La première partie du livre, ainsi, est consacrée à la « première ébauche du Nakaz », et l’on observe pour ainsi dire Catherine II lisant Montesquieu en compagnie du jurisconsulte Elie Luzac. La deuxième section, ensuite, se focalise plus spécifiquement sur « le premier jet du chapitre XI, intitulé initialement “De la servitude” » – entendez « Du servage ». On y voit l’impératrice se penchant sur ce qui se passe en Finlande ou en Livonie, et s’interrogeant, même si c’est en creux et dans une perspective à long terme, sur une possible abolition du servage à l’issue d’une série de réformes très progressives. Ce qui nous rappelle d’ailleurs qu’il ne faut pas trop faire confiance aux textes, et qu’on ne doit jamais oublier de les confronter avec les actes, Catherine ayant réintroduit le servage en Ukraine en 1783 – et un servage plus cruel que jamais.

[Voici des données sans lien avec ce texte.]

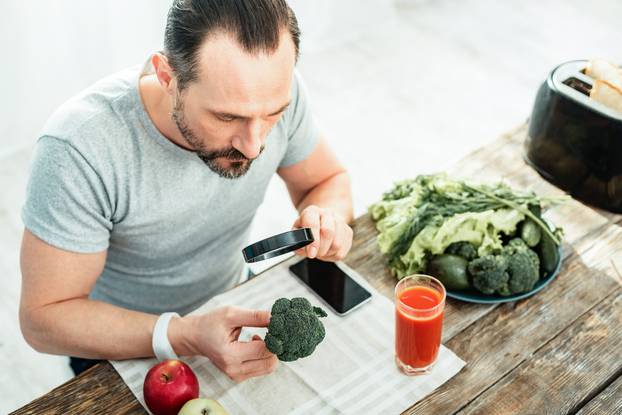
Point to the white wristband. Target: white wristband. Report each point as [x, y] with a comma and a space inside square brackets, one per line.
[161, 346]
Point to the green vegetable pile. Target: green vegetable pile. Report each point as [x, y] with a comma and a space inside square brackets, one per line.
[294, 329]
[488, 237]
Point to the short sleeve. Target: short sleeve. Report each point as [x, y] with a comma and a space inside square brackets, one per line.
[302, 130]
[66, 204]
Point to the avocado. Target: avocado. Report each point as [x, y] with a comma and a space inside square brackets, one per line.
[451, 270]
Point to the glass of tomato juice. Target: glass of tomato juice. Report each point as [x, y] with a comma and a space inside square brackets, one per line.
[419, 310]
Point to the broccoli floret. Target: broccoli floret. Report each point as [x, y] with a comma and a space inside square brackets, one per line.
[464, 249]
[489, 273]
[523, 267]
[295, 328]
[515, 270]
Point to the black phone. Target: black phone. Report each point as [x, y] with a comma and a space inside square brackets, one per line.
[332, 283]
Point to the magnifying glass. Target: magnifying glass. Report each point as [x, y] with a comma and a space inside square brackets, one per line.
[278, 245]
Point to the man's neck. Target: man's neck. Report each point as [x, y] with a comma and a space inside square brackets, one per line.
[158, 105]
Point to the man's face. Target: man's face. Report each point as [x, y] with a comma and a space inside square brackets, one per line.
[226, 114]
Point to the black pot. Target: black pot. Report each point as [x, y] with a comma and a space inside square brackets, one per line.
[575, 142]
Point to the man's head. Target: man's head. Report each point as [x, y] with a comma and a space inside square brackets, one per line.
[228, 66]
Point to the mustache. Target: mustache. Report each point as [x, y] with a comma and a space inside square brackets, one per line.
[228, 153]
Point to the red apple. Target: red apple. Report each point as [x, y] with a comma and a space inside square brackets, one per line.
[168, 386]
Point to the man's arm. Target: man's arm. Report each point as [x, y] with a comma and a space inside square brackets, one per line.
[57, 317]
[319, 187]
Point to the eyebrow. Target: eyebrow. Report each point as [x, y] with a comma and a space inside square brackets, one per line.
[229, 115]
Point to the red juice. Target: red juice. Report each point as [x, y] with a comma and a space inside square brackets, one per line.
[418, 326]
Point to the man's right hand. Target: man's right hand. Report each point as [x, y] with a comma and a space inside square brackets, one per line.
[215, 335]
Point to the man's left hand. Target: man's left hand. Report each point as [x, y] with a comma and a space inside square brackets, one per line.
[333, 236]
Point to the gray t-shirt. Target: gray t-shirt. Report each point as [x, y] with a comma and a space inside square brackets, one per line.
[103, 177]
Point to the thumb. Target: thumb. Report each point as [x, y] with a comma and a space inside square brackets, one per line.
[242, 317]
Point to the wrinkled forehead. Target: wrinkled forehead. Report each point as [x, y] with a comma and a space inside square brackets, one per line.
[230, 76]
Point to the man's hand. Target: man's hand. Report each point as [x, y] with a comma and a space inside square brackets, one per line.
[333, 236]
[215, 335]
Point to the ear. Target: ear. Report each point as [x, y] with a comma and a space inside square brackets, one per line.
[164, 72]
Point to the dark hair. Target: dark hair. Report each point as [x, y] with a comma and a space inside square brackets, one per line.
[256, 24]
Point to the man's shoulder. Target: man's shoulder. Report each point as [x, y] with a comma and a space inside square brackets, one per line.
[96, 114]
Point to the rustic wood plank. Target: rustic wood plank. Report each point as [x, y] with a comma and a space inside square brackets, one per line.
[497, 343]
[99, 390]
[500, 160]
[563, 374]
[608, 401]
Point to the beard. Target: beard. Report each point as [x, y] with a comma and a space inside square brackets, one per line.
[238, 163]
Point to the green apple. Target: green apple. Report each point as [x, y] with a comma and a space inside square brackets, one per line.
[202, 406]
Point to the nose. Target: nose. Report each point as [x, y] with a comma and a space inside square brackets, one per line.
[250, 140]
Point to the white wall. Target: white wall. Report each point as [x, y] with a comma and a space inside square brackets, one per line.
[51, 49]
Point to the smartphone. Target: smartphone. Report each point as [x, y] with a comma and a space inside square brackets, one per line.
[332, 282]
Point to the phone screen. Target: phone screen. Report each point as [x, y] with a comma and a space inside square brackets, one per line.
[331, 283]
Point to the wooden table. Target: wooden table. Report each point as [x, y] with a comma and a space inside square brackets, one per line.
[559, 351]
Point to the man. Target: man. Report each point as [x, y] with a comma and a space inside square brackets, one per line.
[143, 188]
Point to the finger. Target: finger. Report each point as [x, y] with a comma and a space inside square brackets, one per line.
[341, 245]
[327, 233]
[310, 218]
[296, 224]
[242, 317]
[252, 350]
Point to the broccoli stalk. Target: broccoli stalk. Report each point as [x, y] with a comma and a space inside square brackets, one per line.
[295, 328]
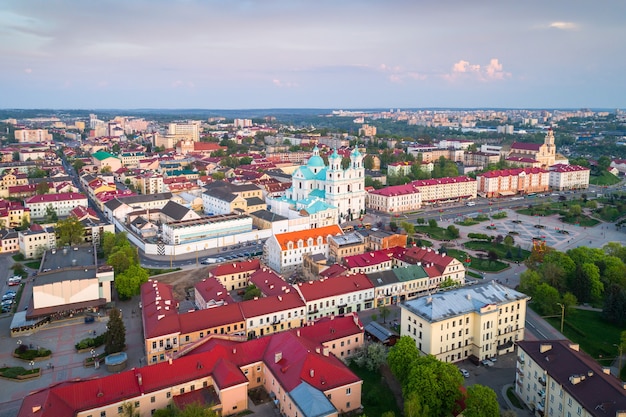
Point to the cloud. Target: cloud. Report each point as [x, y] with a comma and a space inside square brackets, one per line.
[466, 70]
[563, 25]
[282, 84]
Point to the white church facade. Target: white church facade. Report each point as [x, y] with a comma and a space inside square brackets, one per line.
[339, 193]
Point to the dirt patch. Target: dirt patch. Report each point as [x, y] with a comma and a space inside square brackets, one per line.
[183, 281]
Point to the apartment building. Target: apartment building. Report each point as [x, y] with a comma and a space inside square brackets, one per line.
[300, 373]
[554, 378]
[395, 199]
[235, 275]
[36, 240]
[479, 321]
[568, 177]
[62, 204]
[507, 182]
[336, 296]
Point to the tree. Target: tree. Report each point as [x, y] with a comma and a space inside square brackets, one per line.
[413, 406]
[69, 231]
[546, 298]
[129, 410]
[408, 228]
[401, 357]
[42, 188]
[371, 356]
[453, 232]
[115, 339]
[481, 402]
[437, 383]
[384, 313]
[78, 165]
[251, 293]
[128, 283]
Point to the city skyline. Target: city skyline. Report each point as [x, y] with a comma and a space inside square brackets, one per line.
[297, 54]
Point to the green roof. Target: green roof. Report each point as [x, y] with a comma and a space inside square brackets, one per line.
[102, 155]
[410, 273]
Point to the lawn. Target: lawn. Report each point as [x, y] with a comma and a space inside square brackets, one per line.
[477, 264]
[376, 396]
[606, 178]
[499, 248]
[437, 233]
[595, 336]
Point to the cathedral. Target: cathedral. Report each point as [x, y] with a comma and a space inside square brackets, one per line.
[540, 155]
[335, 186]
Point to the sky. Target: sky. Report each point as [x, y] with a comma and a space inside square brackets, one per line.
[339, 54]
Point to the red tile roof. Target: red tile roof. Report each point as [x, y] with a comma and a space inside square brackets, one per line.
[324, 232]
[49, 198]
[269, 305]
[513, 172]
[212, 289]
[567, 168]
[269, 282]
[329, 287]
[526, 146]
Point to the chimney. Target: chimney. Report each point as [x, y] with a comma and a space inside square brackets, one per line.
[545, 347]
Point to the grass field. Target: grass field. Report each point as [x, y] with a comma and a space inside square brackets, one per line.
[478, 264]
[376, 396]
[605, 179]
[500, 248]
[595, 336]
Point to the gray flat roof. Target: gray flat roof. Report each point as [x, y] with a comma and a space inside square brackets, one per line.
[446, 304]
[68, 257]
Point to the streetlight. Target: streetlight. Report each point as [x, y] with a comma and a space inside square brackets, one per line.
[562, 315]
[619, 360]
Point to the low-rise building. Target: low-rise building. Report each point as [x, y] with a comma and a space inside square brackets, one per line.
[568, 177]
[335, 296]
[284, 251]
[507, 182]
[61, 204]
[554, 378]
[479, 321]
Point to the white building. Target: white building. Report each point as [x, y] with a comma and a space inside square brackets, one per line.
[554, 378]
[62, 204]
[284, 251]
[190, 130]
[36, 240]
[568, 177]
[479, 321]
[196, 230]
[338, 187]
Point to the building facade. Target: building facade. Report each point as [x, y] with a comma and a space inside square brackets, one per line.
[554, 378]
[480, 321]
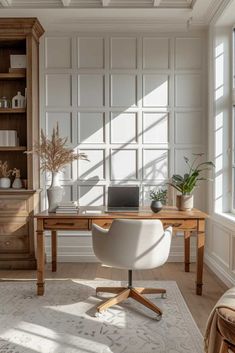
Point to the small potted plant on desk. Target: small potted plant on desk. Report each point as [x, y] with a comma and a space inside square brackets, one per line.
[158, 199]
[188, 182]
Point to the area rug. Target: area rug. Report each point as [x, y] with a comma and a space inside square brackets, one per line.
[63, 321]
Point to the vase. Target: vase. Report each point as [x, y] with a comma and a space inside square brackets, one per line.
[184, 202]
[55, 192]
[156, 206]
[5, 183]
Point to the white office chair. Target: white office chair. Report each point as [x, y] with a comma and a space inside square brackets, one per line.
[132, 245]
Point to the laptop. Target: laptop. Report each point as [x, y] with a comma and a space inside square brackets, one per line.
[123, 199]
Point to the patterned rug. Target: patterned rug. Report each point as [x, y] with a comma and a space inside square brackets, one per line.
[63, 321]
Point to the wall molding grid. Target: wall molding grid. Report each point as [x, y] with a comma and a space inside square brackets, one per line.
[135, 104]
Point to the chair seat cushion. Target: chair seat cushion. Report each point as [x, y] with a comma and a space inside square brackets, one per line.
[226, 324]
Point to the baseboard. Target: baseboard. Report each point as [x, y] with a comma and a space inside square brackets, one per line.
[220, 272]
[175, 257]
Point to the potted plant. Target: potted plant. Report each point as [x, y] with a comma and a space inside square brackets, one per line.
[54, 155]
[188, 182]
[158, 199]
[5, 181]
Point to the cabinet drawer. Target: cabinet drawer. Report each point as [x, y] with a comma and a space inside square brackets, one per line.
[11, 205]
[14, 244]
[184, 224]
[13, 228]
[104, 223]
[64, 223]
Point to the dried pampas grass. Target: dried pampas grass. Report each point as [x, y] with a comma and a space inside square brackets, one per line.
[53, 153]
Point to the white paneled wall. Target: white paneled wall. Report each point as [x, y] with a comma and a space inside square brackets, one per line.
[134, 103]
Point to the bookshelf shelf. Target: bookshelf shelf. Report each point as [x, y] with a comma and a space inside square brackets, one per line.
[19, 36]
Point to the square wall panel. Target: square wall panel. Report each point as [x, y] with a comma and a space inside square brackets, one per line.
[123, 90]
[155, 90]
[91, 127]
[180, 153]
[58, 90]
[90, 195]
[58, 52]
[188, 128]
[90, 53]
[95, 168]
[123, 128]
[123, 53]
[90, 90]
[193, 48]
[155, 127]
[188, 90]
[124, 164]
[155, 164]
[156, 53]
[65, 124]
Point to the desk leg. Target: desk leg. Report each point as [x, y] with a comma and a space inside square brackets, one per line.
[54, 250]
[40, 257]
[187, 251]
[200, 255]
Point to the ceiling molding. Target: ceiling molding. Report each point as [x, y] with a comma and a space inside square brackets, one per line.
[6, 3]
[66, 3]
[156, 3]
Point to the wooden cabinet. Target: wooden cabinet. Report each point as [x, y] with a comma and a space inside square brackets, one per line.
[17, 207]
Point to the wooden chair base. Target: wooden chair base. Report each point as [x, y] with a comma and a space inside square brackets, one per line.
[135, 293]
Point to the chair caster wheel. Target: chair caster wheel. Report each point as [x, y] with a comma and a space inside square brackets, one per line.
[159, 317]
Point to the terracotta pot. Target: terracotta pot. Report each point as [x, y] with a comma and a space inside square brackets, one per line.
[184, 202]
[55, 193]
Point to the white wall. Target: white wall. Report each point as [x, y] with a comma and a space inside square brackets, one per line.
[136, 104]
[220, 244]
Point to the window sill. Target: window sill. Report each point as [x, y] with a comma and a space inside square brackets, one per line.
[225, 218]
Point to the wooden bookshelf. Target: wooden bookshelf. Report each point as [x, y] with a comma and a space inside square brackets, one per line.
[12, 110]
[17, 206]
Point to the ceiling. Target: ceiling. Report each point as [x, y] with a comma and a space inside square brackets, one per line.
[115, 14]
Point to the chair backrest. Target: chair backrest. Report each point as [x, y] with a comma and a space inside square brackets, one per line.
[133, 244]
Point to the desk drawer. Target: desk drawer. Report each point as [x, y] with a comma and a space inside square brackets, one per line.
[64, 223]
[104, 223]
[183, 224]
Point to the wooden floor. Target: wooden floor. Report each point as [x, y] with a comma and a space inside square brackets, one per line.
[200, 306]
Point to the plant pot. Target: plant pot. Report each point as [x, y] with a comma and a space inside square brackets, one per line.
[184, 202]
[17, 183]
[156, 206]
[54, 193]
[5, 183]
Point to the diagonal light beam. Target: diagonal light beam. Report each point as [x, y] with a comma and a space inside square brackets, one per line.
[6, 3]
[156, 3]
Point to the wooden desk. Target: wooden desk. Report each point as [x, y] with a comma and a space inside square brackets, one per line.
[187, 222]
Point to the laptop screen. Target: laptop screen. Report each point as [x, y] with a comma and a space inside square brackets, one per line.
[123, 196]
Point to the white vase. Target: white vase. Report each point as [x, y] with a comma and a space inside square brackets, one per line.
[55, 192]
[17, 183]
[5, 183]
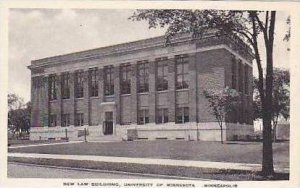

Suit, dans la troisième section, une étude plus large des « sources du Nakaz » qui apporte des « précisions » sur ce que Nadezda Plavinskaia nomme les « coauteurs » du texte. Catherine II n’en faisait pas mystère : elle ne pouvait pas davantage réclamer la maternité exclusive du Nakaz que le « corbeau de la fable » la propriété des « plumes du paon » dont il s’était fait « un habit » (lettre à Frédéric II datée du 17 octobre 1767). Mais, en l’occurrence, ce n’est pas d’un seul paon que l’impératrice a emprunté la parure : à côté de Montesquieu figurent, parmi ceux dont elle a « pillé les idées » (lettre à d’Alembert de 1765), le juriste italien Beccaria ; le « physiocrate français Pierre Paul Lemercier de La Rivière » ; le baron Bielfeld, auteur des Institutions politiques ; Ivan Betskoï, rédacteur d’un rapport « Sur l’éducation de la jeunesse des deux sexes » ; Semion Desnitski, concepteur d’un projet de « législation sur les finances » ; sans oublier bien sûr les encyclopédistes. Nadezda Plavinskaia n’est pas la première à travailler de la sorte sur les origines du Nakaz : mais elle discute à la lumière d’une documentation toujours plus large et plus précise les hypothèses de ses prédécesseurs ; et elle synthétise les résultats de ses recherches dans un très efficace « Index des sources ».
Réception du Nakaz
Avant la cinquième et dernière partie, qui donne « les textes russe et français » du Nakaz « d’après l’édition quadrilingue de 1770 », la quatrième s’intéresse aux « traductions du Nakaz au XVIIIe siècle ». Les « éditions en langue allemande », les « traductions françaises faites en Russie » d’une part, « parues à l’étranger » d’autre part, les « traductions italiennes » et les « traductions en d’autres langues » (id est latin, anglais, néerlandais, polonais, grec, suédois, moldave) y sont analysées ; mais aussi les « échos dans la presse française », ainsi que les Observations sur le « Nakaz » de Diderot.
En « trois décennies », donc, le Nakaz a connu « plus de trente rééditions en dix langues étrangères ». Signe à la fois du « grand intérêt que l’opinion publique portait au […] programme de réformes annoncé au début du règne de Catherine II » ; et de la puissance de l’impératrice, les traductions relevant souvent de « l’initiative de personnes qui cherchaient à attirer l’attention des représentants de la cour de Russie et à en tirer un certain bénéfice ».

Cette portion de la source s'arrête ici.